Thank you, Mr. Speaker. Caribou have sustained generations of Northerners across the Northwest Territories. They are deeply tied to the NWT's society and culture. Communities have always relied on them for food, hides, and traditional practices, but today, some herds have seen major declines. They continue to face challenges, including climate change, habitat change, predators, and human activity. Illegal and disrespectful hunting practices are also real concerns.
Our government continues to work with Indigenous governments and organizations, and other co-management partners, to put rules in place to protect the herds and support recovery and has done so for decades. We continue to work with our partners to support people in following traditional harvesting practices and showing respect for the caribou. But still, there is a problem.
We see it on the ground and from the air, as officers patrol for illegal hunting, wastage, and garbage left on the land; we hear it from Indigenous governments and organizations, when they tell us if traditional practices are being broken by people looking to sell harvested caribou for profit, which is also against the Wildlife Act; and we feel it when fellow hunters share stories and images of wounded animals left unharvested and suffering by others.
Mr. Speaker, while most hunters do things the right way, we continue to see others who haven't this year. We have documented more than 50 instances of illegal hunting in the no-harvest zone to protect the Bathurst herd, and many cases of meat wastage across the winter road this season. That is much higher than this point last year. These actions have real consequences, and I do not just mean charges. Every illegally hunted animal hurts efforts towards recovery of the Bathurst herd. Every piece of meat wasted means families and communities do not get the most out of the harvest. Every time people take more than they need, they put the herd at risk and set back shared efforts towards recovery.
Mr. Speaker, when I talk to elders and leaders, there is a real fear that these practices are pushing us towards a future no one wants to see: one where caribou aren't there; one where their children do not get to bring meat home for their kids. Our government is listening. We are working with Indigenous governments and organizations. We are taking action as partners so future generations will be able to harvest. We have increased the enforcement presence along the winter road by truck, snowmobile, and helicopter. We are looking out for illegal meat sales online and in our communities. We are asking people to follow the law and laying charges against those who do not.
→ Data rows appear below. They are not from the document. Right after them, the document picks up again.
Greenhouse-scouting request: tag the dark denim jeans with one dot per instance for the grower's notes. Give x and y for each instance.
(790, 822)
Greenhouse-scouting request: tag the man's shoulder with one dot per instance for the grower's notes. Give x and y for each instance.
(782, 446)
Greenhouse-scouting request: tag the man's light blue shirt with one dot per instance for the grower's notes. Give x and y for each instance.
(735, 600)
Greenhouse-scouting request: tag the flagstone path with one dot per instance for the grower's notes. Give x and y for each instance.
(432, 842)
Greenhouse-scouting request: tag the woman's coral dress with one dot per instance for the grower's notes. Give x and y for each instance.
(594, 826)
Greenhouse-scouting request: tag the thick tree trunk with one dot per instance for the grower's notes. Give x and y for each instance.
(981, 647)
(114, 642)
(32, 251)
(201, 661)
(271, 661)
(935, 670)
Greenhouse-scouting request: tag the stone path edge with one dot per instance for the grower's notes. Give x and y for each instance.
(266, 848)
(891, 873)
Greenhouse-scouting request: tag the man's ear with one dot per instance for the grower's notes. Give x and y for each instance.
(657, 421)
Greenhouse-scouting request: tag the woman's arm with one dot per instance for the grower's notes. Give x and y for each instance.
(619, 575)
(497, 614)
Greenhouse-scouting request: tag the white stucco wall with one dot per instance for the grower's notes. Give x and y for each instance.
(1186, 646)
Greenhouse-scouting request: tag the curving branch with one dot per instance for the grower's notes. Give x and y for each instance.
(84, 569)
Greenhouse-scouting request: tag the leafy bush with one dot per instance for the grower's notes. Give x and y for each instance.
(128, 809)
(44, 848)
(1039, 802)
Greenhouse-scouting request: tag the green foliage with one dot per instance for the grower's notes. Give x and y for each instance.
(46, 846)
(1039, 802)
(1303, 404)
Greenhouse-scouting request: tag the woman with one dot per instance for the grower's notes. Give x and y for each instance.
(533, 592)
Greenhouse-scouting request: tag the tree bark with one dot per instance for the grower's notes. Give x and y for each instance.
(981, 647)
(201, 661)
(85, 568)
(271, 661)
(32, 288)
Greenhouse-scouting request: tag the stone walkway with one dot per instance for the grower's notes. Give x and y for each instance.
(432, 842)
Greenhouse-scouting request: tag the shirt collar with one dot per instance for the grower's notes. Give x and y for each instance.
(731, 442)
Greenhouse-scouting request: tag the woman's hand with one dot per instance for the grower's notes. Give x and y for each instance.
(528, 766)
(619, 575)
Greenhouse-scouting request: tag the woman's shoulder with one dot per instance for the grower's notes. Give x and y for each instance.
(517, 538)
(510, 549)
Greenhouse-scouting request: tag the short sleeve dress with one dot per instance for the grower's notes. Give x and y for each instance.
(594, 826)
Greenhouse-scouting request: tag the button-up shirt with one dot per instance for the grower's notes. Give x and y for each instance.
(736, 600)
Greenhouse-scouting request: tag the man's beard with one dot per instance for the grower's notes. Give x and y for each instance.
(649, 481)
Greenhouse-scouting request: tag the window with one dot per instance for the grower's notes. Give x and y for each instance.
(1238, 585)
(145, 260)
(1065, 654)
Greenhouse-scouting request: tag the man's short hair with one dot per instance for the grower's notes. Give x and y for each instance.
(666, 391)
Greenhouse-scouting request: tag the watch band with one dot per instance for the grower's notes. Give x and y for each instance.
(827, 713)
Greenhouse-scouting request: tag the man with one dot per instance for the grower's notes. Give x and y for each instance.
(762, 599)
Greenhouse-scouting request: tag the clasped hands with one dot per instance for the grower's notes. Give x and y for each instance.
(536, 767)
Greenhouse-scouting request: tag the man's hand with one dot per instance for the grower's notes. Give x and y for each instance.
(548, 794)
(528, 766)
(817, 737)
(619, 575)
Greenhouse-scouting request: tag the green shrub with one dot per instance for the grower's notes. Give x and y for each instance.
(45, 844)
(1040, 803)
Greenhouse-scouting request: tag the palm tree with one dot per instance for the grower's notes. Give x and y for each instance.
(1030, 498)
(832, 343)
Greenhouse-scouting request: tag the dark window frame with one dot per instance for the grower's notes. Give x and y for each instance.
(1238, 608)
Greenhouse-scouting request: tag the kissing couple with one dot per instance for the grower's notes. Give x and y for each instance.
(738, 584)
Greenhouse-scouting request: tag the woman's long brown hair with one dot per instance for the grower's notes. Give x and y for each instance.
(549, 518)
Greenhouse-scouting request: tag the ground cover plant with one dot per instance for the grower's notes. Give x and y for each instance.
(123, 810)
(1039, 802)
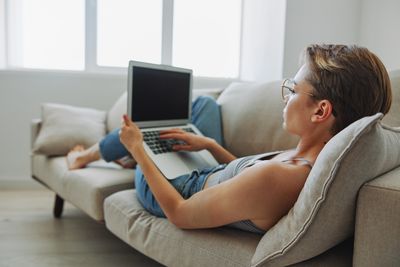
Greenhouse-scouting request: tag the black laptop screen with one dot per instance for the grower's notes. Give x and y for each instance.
(159, 94)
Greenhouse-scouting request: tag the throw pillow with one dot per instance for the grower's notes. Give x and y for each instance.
(65, 126)
(324, 213)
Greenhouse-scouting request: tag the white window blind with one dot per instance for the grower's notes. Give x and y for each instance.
(128, 29)
(103, 35)
(46, 34)
(207, 36)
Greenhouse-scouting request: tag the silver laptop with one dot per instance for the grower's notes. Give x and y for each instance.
(159, 98)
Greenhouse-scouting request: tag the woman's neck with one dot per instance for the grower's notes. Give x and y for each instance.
(310, 148)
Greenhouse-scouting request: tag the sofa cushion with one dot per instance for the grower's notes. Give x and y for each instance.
(252, 118)
(85, 188)
(393, 117)
(171, 246)
(324, 213)
(65, 126)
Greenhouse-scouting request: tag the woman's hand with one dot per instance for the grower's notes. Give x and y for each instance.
(130, 135)
(190, 141)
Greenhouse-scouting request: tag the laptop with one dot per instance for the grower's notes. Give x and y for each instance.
(160, 98)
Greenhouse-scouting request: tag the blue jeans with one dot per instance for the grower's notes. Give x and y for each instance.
(206, 116)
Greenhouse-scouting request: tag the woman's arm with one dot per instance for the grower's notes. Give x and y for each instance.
(264, 192)
(195, 142)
We are supporting our wolf harvesters and the NWT traditional economy to help reduce the impact wolves have on our caribou herds, and we are working with co-management partners to continuously improve our wolf management efforts. We are working with governments and organizations spanning the NWT, Nunavut, and two provinces on management plans with real action to move threatened caribou herds towards recovery. We are investing in programs to increase harvesting knowledge across our territory, like hunter education, take a family trapping, and site-in-your-rifle events. We are targeting our communication and outreach to change behaviours, bringing voices together from our communities, elders, and leaders to join the effort.
Mr. Speaker, regulations and plans alone aren't going to get us to recovery. It also comes down to individuals making good decisions. Please, if you are exercising your right to hunt or harvest, remember:
- Do not harvest any caribou where you aren't allowed to, including the mobile zone;
- Use everything from the animals you harvest;
- Take bulls to protect future generations of the herd;
- Harvest only what you need; and
- Respect the land and water while you are out there.
Make these choices today so future generations can enjoy the harvest. Thank you, Mr. Speaker.